BABEL to AVRAM
Monday June 18:
After repeated exile stories, here is an immigrant tale: Avram, Sarai and Lot migrate from Egypt up through the Negev, to arrive at Beth-el. There Avram and Lot split up, an etiological legend of how one set of cousins ends up in the east plain and Transjordan, and the other in hill countries.
Take a moment to find this on a map – we’ll visit this turf repeatedly before this book is over! This occupation is less warlike than the Joshua tales to follow, and based on a choice not to overburden the land, let alone displace the people already in the land. Lot’s peoples are judged, while Avram receives a development of chapter 12’s promise, land added to offspring blessings, settling by Mamre in Hebron.
From the past 2 weeks of creation myths and universal assertions of common humanity. We have moved to legends, sagas and epic stories about particular peoples in recognizable geographic regions. ‘Etiological’ legends are stories that explain how a place got its name, and we’re in the old folk stories now.
Did we come from Egypt, or from Iraq and Iran? Yes. Both.

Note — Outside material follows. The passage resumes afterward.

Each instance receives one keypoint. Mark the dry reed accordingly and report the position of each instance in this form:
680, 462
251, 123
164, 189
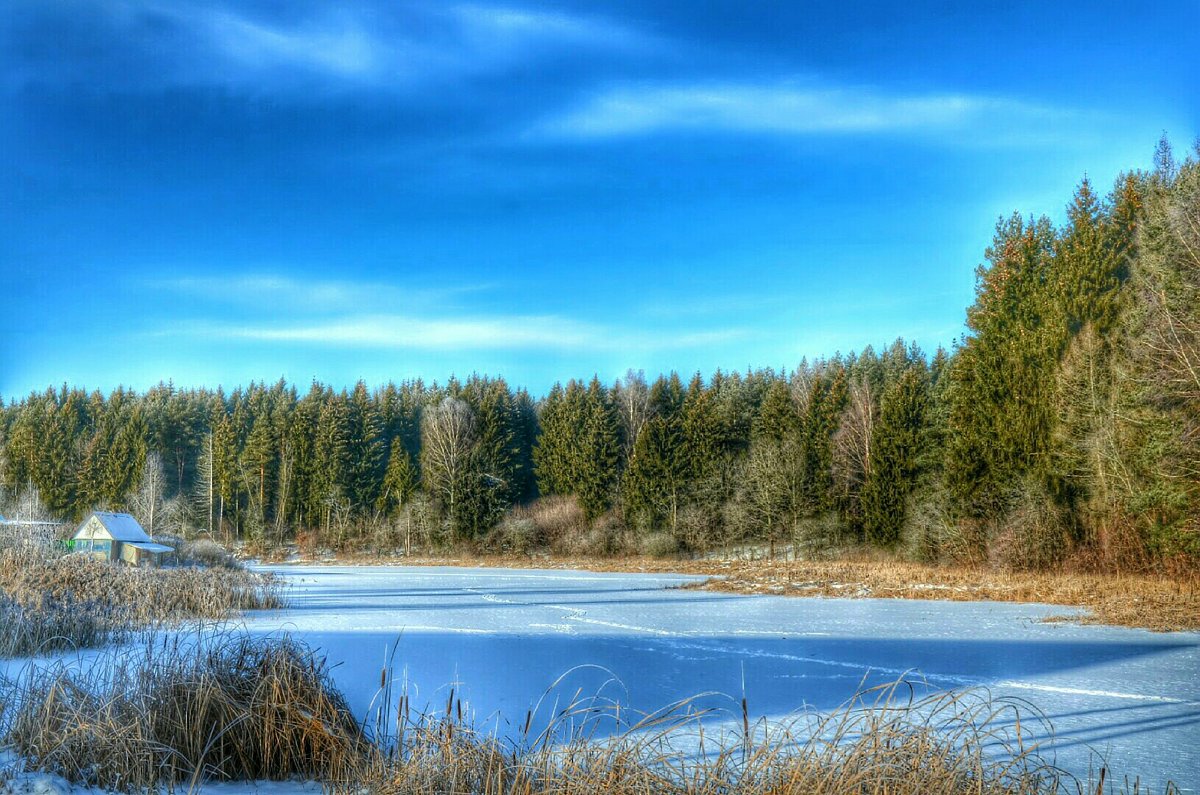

These stories bind a people gathered from many places, in several waves, over centuries, into one people with a common story. Can you see how Canadians are retelling our story in this century, differently than in the last one, or in the 18th century facing a revolution to the south, or a 19th century facing a civil war and expansionary republic to the south? How did 20th century immigration change us, and how do we retell our story to include Asian and African immigration – and also First Nations voices?